わが国でも、オートキャンプブームを受けて盛んにPRされているが、駐車場の確保、牽引免許取得の必要性(規格に当てはまる車両は牽引車両に対応する免許だけで運転可)、狭い道での運転が困難などといった理由から、普及しているという状況ではない。
ところが、トレーラーハウスを事業に使用する例が増えてきたのだ。ただ、ここで注意が必要なのはコンテナハウスとは違うということである。
両者は見た目に似ているので、たいへん混同されやすい。簡単にいうと、前者は車輪がついていて移動できるものを指し、後者はそうではないもののことだ。ゆえに、街なかでよく見かけるコンテナを利用したレンタルボックスなどは、移送の際にはトレーラーを使用するものの、その場に設置するのでトレーラーハウスとはいえないのだ。
トレーラーハウスには道路運送車両法が適用される
トレーラーハウスは、この「移動できる」というところがミソなのである。建物は建築基準法に従って造らねばならず、その手順、手続き、制限は非常に厳しい。また、建築費用に関しても近年の資材の高騰や、職人の確保が難しいなどといったことから、上昇の一途を辿っている。建築後は、建物の維持コストも必要だ。そのために、一度建設すると投資の回収には、相当の年月、労力を要する事業になるのだ。

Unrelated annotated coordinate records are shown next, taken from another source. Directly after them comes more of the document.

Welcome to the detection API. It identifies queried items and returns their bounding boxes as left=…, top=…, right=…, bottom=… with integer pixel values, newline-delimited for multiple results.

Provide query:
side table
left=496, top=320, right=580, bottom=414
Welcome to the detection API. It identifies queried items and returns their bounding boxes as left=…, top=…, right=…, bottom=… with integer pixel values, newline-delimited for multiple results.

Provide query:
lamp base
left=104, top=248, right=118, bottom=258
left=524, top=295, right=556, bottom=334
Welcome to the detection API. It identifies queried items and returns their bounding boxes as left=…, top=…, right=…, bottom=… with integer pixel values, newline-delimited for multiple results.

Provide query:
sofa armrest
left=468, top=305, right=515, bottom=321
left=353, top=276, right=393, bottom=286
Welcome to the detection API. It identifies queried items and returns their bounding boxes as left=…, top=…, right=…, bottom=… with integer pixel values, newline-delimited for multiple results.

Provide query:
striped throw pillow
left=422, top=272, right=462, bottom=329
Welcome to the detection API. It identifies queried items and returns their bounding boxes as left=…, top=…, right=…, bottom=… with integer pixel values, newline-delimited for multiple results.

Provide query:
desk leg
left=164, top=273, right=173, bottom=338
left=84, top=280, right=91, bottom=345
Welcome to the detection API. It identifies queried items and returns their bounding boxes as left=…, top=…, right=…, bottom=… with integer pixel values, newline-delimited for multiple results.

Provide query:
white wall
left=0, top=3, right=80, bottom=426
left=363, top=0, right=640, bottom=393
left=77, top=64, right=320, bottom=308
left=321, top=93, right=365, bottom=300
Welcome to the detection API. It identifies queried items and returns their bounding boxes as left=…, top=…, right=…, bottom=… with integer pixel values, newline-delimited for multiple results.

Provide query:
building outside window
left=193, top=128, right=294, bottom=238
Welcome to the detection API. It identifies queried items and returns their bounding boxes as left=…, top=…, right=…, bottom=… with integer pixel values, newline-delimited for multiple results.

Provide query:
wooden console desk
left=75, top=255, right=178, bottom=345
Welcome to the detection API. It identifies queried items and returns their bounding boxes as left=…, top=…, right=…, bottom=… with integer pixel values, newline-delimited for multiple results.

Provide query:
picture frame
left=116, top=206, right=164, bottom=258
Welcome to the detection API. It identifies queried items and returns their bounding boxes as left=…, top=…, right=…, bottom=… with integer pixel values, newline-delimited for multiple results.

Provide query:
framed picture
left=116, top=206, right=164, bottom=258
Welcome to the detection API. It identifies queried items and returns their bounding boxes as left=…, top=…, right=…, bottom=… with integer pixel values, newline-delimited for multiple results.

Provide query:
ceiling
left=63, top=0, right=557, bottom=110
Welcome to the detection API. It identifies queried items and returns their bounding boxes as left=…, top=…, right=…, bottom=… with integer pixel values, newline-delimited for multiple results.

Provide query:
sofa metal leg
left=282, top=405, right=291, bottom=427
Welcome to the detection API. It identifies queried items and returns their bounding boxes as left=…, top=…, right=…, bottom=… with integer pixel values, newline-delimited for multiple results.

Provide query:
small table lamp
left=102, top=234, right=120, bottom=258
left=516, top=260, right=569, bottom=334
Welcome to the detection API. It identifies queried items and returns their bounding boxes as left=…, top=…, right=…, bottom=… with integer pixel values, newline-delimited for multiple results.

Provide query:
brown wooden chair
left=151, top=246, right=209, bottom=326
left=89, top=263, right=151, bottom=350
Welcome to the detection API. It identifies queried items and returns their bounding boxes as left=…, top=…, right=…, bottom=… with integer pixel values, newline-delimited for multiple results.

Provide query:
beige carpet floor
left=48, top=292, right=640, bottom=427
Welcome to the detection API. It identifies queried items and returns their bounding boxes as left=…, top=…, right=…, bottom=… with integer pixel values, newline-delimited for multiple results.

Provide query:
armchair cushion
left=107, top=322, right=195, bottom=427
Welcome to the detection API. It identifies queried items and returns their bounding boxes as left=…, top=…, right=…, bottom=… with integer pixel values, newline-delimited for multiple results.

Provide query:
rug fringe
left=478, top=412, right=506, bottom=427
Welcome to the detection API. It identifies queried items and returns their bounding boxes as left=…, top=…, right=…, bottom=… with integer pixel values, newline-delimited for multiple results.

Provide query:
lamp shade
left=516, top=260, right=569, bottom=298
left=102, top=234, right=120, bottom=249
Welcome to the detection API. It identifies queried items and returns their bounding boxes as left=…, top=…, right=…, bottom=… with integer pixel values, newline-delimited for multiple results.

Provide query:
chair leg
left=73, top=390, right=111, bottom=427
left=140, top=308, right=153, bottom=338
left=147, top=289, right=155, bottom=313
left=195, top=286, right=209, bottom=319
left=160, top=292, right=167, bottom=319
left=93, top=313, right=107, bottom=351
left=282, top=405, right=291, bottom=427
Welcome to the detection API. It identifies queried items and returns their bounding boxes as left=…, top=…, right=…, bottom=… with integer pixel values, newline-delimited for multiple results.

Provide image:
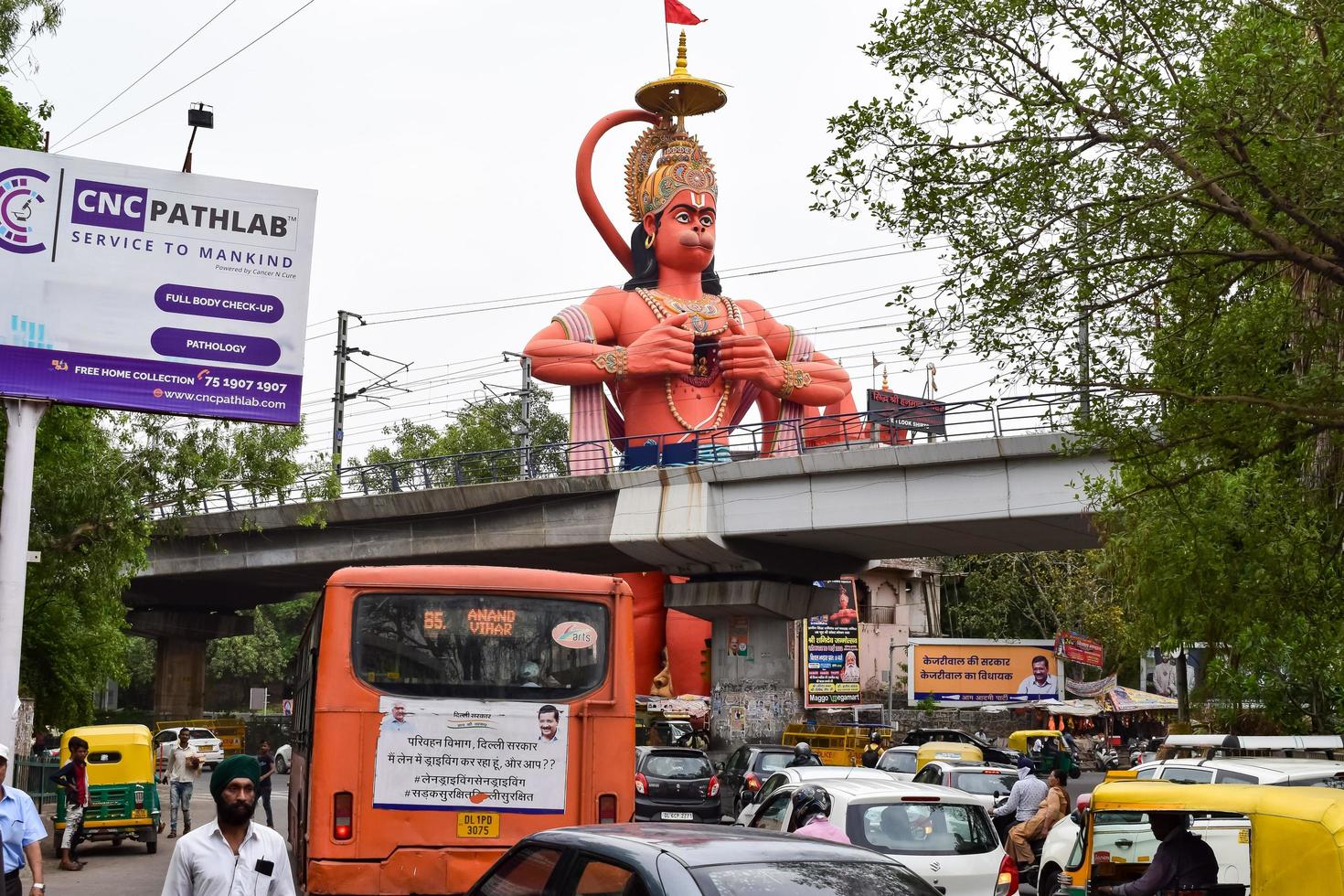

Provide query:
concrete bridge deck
left=126, top=432, right=1110, bottom=612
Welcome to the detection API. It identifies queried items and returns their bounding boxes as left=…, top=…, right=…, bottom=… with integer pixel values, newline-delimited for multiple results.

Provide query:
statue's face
left=644, top=189, right=718, bottom=270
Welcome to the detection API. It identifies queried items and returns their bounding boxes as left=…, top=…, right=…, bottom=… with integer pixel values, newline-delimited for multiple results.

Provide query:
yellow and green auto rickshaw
left=54, top=725, right=160, bottom=853
left=1056, top=773, right=1344, bottom=896
left=1008, top=728, right=1082, bottom=778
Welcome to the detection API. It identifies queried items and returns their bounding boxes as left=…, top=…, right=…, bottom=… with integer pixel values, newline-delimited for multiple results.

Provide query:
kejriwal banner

これに対してトレーラーハウスは、建築基準法ではなく道路運送車両法の適用になる。相当の大きさをもつトレーラーなら、車両としては決して取得、維持のコストは安くはないものの、建物に比べればかなり費用を抑えられる。また、キッチンカーのように場所を変えることも難しくないので、季節営業、臨時営業、イベント営業などには向いているといえるだろう。
具体的には宿泊施設や小売店舗といった利用が多く、それらに対してトレーラーハウスをレンタルする事業者もいる。さらに、結婚式場や葬儀場として使用している例もあるという。
これらのホールは建設すると場所や規模などが固定されるが、近年は小規模なものや式前後の宿泊など、ニーズの多様化が顕著になっている。そこで、必要に応じて式場、控室、宿泊施設、キッチンスペースなどを組み合わせて提供するのだ。
ユーザーニーズの多様化による先行きの見通せないマーケットを考えるとき、これまでのような恒久的施設で対応するのは必ずしも効率的とはいえない。すべての小売・サービス業がトレーラーハウスを利用するわけではないのだろうが、今後は屋台のような移動型サービスが増えていくことは間違なさそうだ。